Soube aqui no Festival de Toronto da decisão via Ministério da Cultura de não indicar "Aquarius" como candidato brasileiro ao Oscar. Estou numa tarde de entrevistas e já vendo o tipo de reação que tem surgido na imprensa e redes sociais. É bem possível que a decisão da comissão esteja em total sintonia com a realidade política do Brasil, ou seja, é coerente e já esperada. Para além de decisões institucionais via Governo Brasileiro, "Aquarius" tem conquistado internacionalmente um tipo raro de prestígio, e isso inclui distribuição comercial em mais de 60 países enquanto já se aproxima dos 200 mil espectadores nos cinemas brasileiros, com um tipo de impacto popular também raro. Mais ainda, é um filme que já faz parte da cultura e desse tempo, num ano difícil no nosso país. No final das contas, "Aquarius" é um filme sobre o Brasil, que está no filme da maneira mais honesta possível. Talvez seja exatamente esta honestidade que tenha feito de "Aquarius" um filme forte como agente cultural, social e produto da nossa indústria do entretenimento. Sonia está aqui do lado, poderosa como Clara. Ela manda beijos!

Membro da comissão instituída pelo Ministério da Cultura, o produtor gaúcho Beto Rodrigues foi quem anunciou "Pequeno Segredo" como o escolhido. Segundo ele, o comitê avaliou dois critérios para eleger "Pequeno Segredo": qualidade técnica e artística, e adequação ao "pensamento da Academia".

POLÊMICA

A derrota de "Aquarius" para "Pequeno Segredo" agora deve reforçar as críticas que já existem no meio cinematográfico de que o filme de Kleber está sofrendo retaliações do governo Temer. Isso porque o longa estreou em Cannes, em maio, sob um ruidoso ato anti-impeachment encampado pela equipe do filme.

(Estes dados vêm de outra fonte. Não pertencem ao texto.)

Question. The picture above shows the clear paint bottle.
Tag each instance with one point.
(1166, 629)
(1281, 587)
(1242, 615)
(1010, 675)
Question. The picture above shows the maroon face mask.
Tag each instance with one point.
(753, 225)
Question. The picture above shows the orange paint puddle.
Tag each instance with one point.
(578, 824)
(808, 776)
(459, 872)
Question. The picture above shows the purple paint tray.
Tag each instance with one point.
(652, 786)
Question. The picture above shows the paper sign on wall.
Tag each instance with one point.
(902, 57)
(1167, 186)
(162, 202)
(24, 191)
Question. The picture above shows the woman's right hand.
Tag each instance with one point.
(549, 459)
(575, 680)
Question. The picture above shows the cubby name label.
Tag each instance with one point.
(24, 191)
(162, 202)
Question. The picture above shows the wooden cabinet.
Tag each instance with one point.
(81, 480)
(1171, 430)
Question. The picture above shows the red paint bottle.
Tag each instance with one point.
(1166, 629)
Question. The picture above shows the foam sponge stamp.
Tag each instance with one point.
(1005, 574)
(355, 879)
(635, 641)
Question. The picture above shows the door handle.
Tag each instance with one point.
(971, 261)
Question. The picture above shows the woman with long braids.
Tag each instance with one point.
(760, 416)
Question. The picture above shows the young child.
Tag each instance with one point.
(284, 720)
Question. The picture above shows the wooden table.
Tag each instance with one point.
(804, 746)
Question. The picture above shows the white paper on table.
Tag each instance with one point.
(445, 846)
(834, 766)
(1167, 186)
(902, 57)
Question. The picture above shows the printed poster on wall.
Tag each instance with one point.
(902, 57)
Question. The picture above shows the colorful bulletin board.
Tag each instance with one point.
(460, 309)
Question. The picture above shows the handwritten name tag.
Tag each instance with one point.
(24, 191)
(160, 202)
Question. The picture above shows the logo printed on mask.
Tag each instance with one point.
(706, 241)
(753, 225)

A própria composição do comitê que escolheu o representante brasileiro nasceu sob polêmica, conforme antecipado pela Folha. Instituída pelo Ministério da Cultura, a comissão teve entre seus nove membros o crítico Marcos Petrucelli, que já usou seus perfis em redes sociais para depreciar o protesto feito por Kleber em Cannes.

Conforme aumentou a controvérsia, dois integrantes do comitê –o diretor Guilherme Fiúza Zenha e a atriz Ingra Lyberato– deixaram o posto e foram substituídos pelos cineastas Bruno Barreto e Carla Camurati. E três diretores desistiram de inscrever seus filmes em apoio ao longa de Kleber: Aly Muritiba ("Para Minha Amada Morta"), Anna Muylaert ("Mãe Só Há Uma") e Gabriel Mascaro ("Boi Neon").

Petrucelli disse que sua contrariedade se limita às posições políticas do diretor e que isso não iria afetar seu julgamento na comissão. Outros membros também negaram partidarização.

À Folha Petrucelli disse que "Aquarius" foi muito discutido na reunião, mas ele lembrou que o perfil dos membros da Academia tende a ser "mais velho, mais conservador".

Alfredo Bertini, que chancelou os nomes da comissão, disse que a polêmica é infundada e que o processo de escolha de Petrucelli seguiu os trâmites normais e teve "transparência absoluta".

REPERCUSSÃO

Parte do meio cinematográfico não reagiu bem ao anúncio de que "Pequeno Segredo" destronou "Aquarius".

"Foi um ataque a todo mundo que trabalha com cinema", diz a diretora Anna Muylaert à Folha. "O perfil de filmes que a Academia escolhe é o dos que têm impacto mundial: sucesso no país de origem e lá fora. 'Aquarius' teve isso."

A produtora Vania Catani concorda. "A gente ainda não conhece 'Pequeno Segredo', que pode até ser genial, mas ninguém ainda viu", diz ela, que já teve um de seus filmes ("O Palhaço") indicado para representar o Brasil no Oscar, em 2011, e que também já foi integrante do comitê, no ano seguinte.

"Quando estive na comissão, vi o quanto a trajetória de um filme influencia na decisão. Não ter trajetória é algo que desfavorece."